A dihedral scan doesn't sample ring conformations directly, so you may have to repeat the systematic search for several ring conformations.
The global energy minimum is obviously fully energy minimised so when I say "search" I mean that you are generating starting geometries that are then fully energy minimised. Also, if you are interested in reaction enthalpies, the global minimum is the structure with the lowest enthalpy and similarly for free energies.
Test your new conformational search method
Here's the only test that matters: run your new conformational search method N times and record how many of the N runs find the global minimum, i.e. the success rate. Do that for M different molecules and calculate an average success rate.
Let's say the average success rate is 90%. That tells me that if I use your method once there is 10% chance I that I won't find the global minimum, but if I use the method twice on the same molecule that chance drops to (0.1 x 0.1) 1% (assuming your method is stochastic).
The larger N and M are, the lower the uncertainty in the average success rates: 5 is no good, 10 is borderline, >15-20 is acceptable.
The success rate will depend on the number of rotatable bonds so it's important that the sizes of your M molecules are representative of the molecules you want to study.
Obviously, if your new method finds a lower energy value then there you need to go back and look the way you found your benchmark set.
Depending on the accuracy you can live with, you can loosen the success criteria to having found a structure within, say, 0.5 kcal/mol of the global minimum.
Benchmarking energy functions for conformational search
Most benchmark studies of this kind compare conformational energies and report RMSD or MAE values. The problem with this approach is that large errors for high energy conformers can lead to large RMSD values which are misleading for the purposes of finding global minima.
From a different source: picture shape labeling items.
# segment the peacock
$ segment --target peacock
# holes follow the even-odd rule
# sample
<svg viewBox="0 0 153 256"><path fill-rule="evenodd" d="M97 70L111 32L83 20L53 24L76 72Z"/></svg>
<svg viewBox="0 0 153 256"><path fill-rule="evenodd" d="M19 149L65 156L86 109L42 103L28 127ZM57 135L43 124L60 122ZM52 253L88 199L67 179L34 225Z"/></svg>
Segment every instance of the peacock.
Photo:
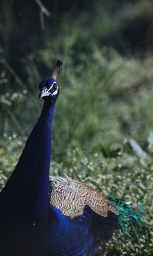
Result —
<svg viewBox="0 0 153 256"><path fill-rule="evenodd" d="M141 205L106 198L70 178L49 177L61 69L59 60L39 85L42 111L0 193L1 256L94 256L99 242L109 241L116 229L137 237L145 230Z"/></svg>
The only test of an energy function that really matters is whether the "true" global minimum structure is among the predicted structures and, if so, how close in energy it is to the "predicted" global minimum. Here the "true" global minimum is the global minimum predicted by your reference energy function that you trust.
Let's say you want to compare a semiempirical method (SQM) to a DFT method you trust and you can afford to do 100 geometry optimisations with DFT per molecule. The SQM is cheap enough that you can perform either a systematic search or a search using a conformational search method you have found reliable. Now you take the 100 (unique) lowest energy structures and use them as starting points for 100 DFT optimisations. The lowest energy structure found with DFT is your best guess for the "true" global minimum and the question is what is the minimum number of DFT optimisations you need to perform to find the "true" global minimum for each molecule? The lower the number, the better the SQM method for that molecule.
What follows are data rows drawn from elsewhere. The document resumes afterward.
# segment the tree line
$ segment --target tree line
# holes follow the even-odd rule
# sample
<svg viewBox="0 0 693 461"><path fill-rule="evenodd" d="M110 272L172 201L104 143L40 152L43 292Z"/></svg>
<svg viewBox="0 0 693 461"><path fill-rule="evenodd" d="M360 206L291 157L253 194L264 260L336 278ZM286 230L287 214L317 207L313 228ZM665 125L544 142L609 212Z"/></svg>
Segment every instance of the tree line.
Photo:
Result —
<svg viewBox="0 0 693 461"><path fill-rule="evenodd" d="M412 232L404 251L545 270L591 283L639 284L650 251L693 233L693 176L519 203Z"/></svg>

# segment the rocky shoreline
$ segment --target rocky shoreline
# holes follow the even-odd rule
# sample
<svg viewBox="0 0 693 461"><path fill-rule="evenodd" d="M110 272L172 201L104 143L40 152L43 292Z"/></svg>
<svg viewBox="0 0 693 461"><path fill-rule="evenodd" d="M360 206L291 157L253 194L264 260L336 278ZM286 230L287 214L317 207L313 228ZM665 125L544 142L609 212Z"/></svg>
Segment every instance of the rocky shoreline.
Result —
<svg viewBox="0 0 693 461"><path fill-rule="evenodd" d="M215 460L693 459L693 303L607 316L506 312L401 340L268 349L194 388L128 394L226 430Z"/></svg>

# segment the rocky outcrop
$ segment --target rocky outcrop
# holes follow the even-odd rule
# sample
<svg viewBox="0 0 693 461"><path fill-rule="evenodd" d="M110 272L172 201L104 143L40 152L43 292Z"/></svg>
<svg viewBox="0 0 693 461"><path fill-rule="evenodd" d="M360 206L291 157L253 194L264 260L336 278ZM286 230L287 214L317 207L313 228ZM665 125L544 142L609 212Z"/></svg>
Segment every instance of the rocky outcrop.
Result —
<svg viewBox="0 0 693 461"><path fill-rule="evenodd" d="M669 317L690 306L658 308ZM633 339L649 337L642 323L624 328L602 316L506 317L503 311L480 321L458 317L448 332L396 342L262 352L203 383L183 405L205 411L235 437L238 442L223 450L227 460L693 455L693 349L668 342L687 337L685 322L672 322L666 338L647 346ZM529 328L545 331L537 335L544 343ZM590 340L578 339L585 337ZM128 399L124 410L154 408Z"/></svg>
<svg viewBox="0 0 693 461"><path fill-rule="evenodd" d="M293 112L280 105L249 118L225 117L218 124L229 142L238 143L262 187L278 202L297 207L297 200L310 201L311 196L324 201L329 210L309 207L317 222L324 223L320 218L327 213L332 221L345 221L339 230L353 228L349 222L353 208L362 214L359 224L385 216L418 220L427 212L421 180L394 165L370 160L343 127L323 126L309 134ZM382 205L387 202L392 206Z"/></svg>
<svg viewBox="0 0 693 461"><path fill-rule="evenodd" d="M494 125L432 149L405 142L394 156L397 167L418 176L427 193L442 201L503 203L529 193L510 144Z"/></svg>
Let's say you do this for 5 molecules and the answer for SQM1 is 3, 1, 4, 10, and 3 while for SQM2 it is 4, 6, 4, 7, and 4. The I would argue that SQM2 is better because you need to perform 7 DFT optimisations to be 100% sure to find the "true" global minimum for all 5 molecules, compared to 10 DFT optimisations for SQM1.
Another metric would be to say that in practice I can only afford, say, 5 DFT optimisations and compute the energy relative to the "true" global minimum, e.g. 0.0, 0.0. 0.0, 0.5, and 0.0 kcal/mol for SQM1 and 0.0, 0.2, 0.0, 0.8, and 0.0 kcal/mol for SQM2. In this case you could argue that SQM1 is better since the maximum error is smaller. The best metric depends on your computational resources and what kind of error you can live with.
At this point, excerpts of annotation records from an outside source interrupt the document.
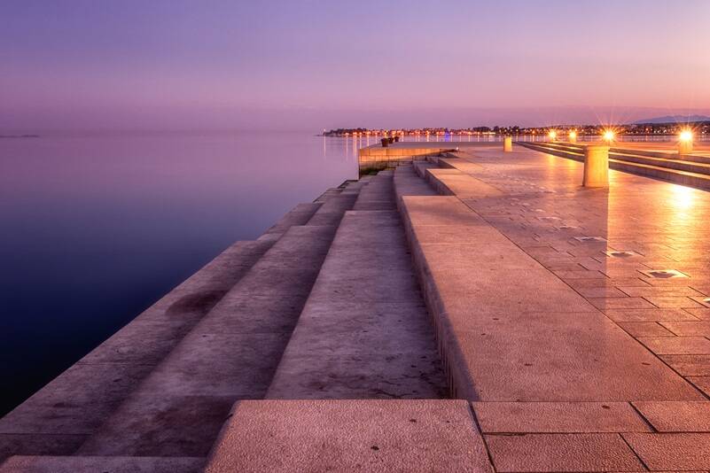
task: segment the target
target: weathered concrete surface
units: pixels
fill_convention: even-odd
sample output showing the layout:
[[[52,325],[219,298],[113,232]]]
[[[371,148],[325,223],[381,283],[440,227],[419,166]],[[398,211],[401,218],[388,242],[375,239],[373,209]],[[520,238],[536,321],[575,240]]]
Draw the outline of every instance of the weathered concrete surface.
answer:
[[[413,210],[408,229],[430,282],[427,304],[446,322],[438,330],[471,329],[442,346],[468,360],[472,390],[495,386],[473,408],[495,469],[707,469],[710,402],[692,385],[710,392],[710,237],[700,223],[708,194],[615,171],[608,190],[583,190],[581,164],[527,150],[458,156],[439,163],[501,194],[404,198],[401,208]],[[503,251],[505,241],[514,244]],[[654,278],[660,269],[681,275]],[[442,298],[431,297],[440,289]],[[506,370],[516,375],[497,384]],[[517,384],[526,389],[508,387]],[[490,402],[505,390],[511,399]],[[566,396],[579,399],[550,399]]]
[[[649,432],[628,402],[473,402],[483,433]]]
[[[110,416],[106,413],[81,453],[206,455],[233,402],[266,392],[339,213],[341,217],[356,198],[348,187],[316,205],[297,207],[298,215],[272,228],[267,235],[277,236],[277,229],[288,223],[306,223],[289,227],[277,238],[134,392]]]
[[[462,400],[240,401],[206,469],[237,470],[492,471]]]
[[[198,473],[204,458],[121,456],[15,456],[0,473]]]
[[[0,419],[0,461],[74,452],[279,237],[231,245]]]
[[[478,198],[491,196],[483,190]],[[457,395],[498,401],[703,399],[457,198],[402,201]],[[425,239],[441,227],[445,241]]]
[[[394,208],[392,171],[355,208]],[[347,212],[268,399],[436,399],[446,381],[396,210]]]
[[[559,143],[521,143],[527,148],[549,152],[555,156],[580,160],[583,159],[583,145]],[[710,158],[665,156],[654,151],[614,149],[610,152],[609,168],[653,177],[698,189],[710,188]]]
A need for a global minimum benchmark sets
Most, if not all, conformer benchmark sets that are currently available are made starting from semirandomly chosen starting geometries, with no guarantee that the true global minimum is among the structures. What is really needed is a diverse set of molecular structures and total energies, obtained using trustworthy methods, that one is reasonably sure correspond to global minima.
As I mentioned above, the only "sure" way is to perform a systematic search but for large molecules this may be practically impossible for energy functions that you trust.
One option is to perform the systematic search using a cheaper method and then re-optimise the P lowest energy structures with the more expensive method. The danger here is that the global minimum on the expensive energy surface is not a minimum on the cheap energy surface or, more precisely, that none of the P starting geometries leads to the global minimum on the expensive surface. One way to test this is to start the stochastic search, which hopefully is so efficient that you can afford to use a trustworthy energy function, from the global minimum candidate you found.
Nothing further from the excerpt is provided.